PlayUp’s troubles begin with a cluttered scoreboard. In addition to the more popular sports like the NFL, college football, NHL, and Major League Baseball, you’ll also find listings for rugby, cricket, Australian rules football, and soccer leagues from China to Argentina. That’s terrific if you’re interested in the second division of Japan’s J-League, but not so great if you’d rather not be kept appraised of the latest goings-on in that league. At present, PlayUp offers no way to select which sports you follow and which ones you ignore: They’re all just thrown up there on the scoreboard, with nothing but a sport-specific icon and a color to distinguish an NHL game from a Bundesliga 3 contest. PlayUp complicates matters by using only abbreviations, not team names in its listings, so you’re left to decipher on your own that the MAI-SGT score refers to the Mainz-Stuttgart match taking placing in the German soccer league. Worse of all, the scoreboard is incomplete. When I tested the app this week, PlayUp indicated that the Major League Soccer season in the U.S. had come to an end: That must be a terrible disappointment to the teams competing in the MLS playoffs.

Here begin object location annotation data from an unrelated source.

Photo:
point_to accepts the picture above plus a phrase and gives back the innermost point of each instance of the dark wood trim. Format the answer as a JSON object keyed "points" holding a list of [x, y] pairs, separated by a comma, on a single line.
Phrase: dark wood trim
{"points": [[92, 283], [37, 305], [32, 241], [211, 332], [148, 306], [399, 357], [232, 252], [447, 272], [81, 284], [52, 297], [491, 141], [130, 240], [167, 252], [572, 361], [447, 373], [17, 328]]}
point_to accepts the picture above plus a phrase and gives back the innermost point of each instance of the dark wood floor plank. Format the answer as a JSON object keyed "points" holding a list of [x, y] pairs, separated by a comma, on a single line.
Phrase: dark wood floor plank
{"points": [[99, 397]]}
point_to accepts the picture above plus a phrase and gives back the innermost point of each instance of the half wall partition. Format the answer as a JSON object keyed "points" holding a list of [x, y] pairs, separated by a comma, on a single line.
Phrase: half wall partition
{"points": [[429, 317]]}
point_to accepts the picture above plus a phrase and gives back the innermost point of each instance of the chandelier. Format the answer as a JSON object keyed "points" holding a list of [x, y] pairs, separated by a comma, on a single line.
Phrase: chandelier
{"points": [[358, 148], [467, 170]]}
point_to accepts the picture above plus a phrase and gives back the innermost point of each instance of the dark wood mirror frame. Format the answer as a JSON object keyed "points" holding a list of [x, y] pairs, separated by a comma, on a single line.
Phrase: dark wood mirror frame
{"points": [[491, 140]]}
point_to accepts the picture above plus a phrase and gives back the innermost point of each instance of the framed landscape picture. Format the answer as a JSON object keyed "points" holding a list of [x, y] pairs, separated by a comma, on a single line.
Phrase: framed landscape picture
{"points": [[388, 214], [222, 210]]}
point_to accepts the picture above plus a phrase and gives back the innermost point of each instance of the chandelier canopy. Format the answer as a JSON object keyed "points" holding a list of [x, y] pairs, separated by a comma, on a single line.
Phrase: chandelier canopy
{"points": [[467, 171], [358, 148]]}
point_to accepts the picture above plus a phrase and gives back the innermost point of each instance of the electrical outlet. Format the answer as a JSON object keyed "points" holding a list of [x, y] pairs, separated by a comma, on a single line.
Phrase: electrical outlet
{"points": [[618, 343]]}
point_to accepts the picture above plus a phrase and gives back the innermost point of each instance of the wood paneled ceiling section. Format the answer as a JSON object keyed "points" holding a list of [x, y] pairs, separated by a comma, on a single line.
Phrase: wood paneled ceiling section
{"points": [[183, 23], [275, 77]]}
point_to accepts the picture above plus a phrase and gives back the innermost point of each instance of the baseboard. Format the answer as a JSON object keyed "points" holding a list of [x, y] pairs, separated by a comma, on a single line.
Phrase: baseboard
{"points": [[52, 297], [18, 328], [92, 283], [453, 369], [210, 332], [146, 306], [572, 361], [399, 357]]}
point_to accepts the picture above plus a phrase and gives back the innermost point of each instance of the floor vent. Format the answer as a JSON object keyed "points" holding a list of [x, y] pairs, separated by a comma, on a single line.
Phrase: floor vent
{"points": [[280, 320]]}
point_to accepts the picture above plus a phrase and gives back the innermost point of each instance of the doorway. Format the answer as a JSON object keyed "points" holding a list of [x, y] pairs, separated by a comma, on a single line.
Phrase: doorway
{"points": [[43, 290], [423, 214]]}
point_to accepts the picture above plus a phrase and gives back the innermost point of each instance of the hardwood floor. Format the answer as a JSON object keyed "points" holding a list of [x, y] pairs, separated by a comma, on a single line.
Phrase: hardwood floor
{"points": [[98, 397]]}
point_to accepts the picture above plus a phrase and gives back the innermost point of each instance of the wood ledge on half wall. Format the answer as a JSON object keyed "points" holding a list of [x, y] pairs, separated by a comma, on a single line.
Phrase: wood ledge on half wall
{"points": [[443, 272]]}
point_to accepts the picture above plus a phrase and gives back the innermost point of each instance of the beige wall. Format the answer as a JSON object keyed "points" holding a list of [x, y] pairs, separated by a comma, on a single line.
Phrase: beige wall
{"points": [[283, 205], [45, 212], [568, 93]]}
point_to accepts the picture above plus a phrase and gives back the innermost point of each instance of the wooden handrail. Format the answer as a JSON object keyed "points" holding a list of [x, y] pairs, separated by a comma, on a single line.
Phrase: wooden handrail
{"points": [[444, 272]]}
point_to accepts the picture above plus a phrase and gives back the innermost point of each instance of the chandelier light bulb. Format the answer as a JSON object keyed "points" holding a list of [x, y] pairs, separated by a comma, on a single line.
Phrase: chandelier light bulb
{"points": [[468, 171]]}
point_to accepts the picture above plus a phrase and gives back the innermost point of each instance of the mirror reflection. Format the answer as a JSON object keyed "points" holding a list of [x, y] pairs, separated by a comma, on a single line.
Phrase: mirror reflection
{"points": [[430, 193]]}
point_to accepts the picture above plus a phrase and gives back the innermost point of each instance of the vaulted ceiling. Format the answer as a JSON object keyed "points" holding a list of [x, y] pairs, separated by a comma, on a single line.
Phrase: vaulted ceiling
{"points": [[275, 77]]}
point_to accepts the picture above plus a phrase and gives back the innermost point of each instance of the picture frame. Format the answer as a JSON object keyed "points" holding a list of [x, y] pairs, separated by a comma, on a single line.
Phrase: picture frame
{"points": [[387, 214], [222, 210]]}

A scoreboard is really only one aspect of PlayUp, though. The app really exists to give you a place to talk about sports with your fellow fans. Unlike SportCaster and its reliance on an existing service like Twitter, though, PlayUp hopes to create its own social network of sports fans across the globes. The trouble with that approach is that in the early going, there’s just not that much activity: the chat rooms affiliated with each game in the PlayUp app are either empty or populated by just a couple of people.
PlayUp’s solution is to integrate with Facebook. You can sign up with PlayUp through the social networking service and invite your Facebook friends to do likewise. Your reward for doing so will be a big, fat ad for PlayUp placed prominently on your Facebook wall.
Getting friends to join you on PlayUp is critical because of what should be the app’s most appealing feature—private chat rooms where you and your buddies can get together to exchange messages about a game, as it’s being played. But there are problems with this feature, too, starting with PlayUp’s apparent inability to properly use the notifications features in iOS 5. A friend sent me an invitation to gab about Game 7 of the World Series in one of PlayUp’s chat rooms; I didn’t see the invite until I launched the app two days after the fact.
Once inside a chat room, things improve a little, though the chatting activity doesn’t feel seamless. PlayUp says new posts appear automatically, but I often found that they only showed up after I scrolling the screen to summon new updates or after I posted a message of my own. Often times, there was so little activity in the PlayUp chat room, that my iPhone would go to sleep. I also don’t like that typing in a new message takes you away from the chat room to a new screen; PlayUp would be better served by mimicking the functionality of iOS’s Messages app, where you can type new messages while still being able to refer to the conversation. The whole experience in PlayUp feels very disjointed.
PlayUp tells me that it’s working on changes, such as allowing you to filter both sports and friends. That would be a step in the right direction, but make no mistake: PlayUp has a lot of yardage to make up before it’s even in sight of the end zone.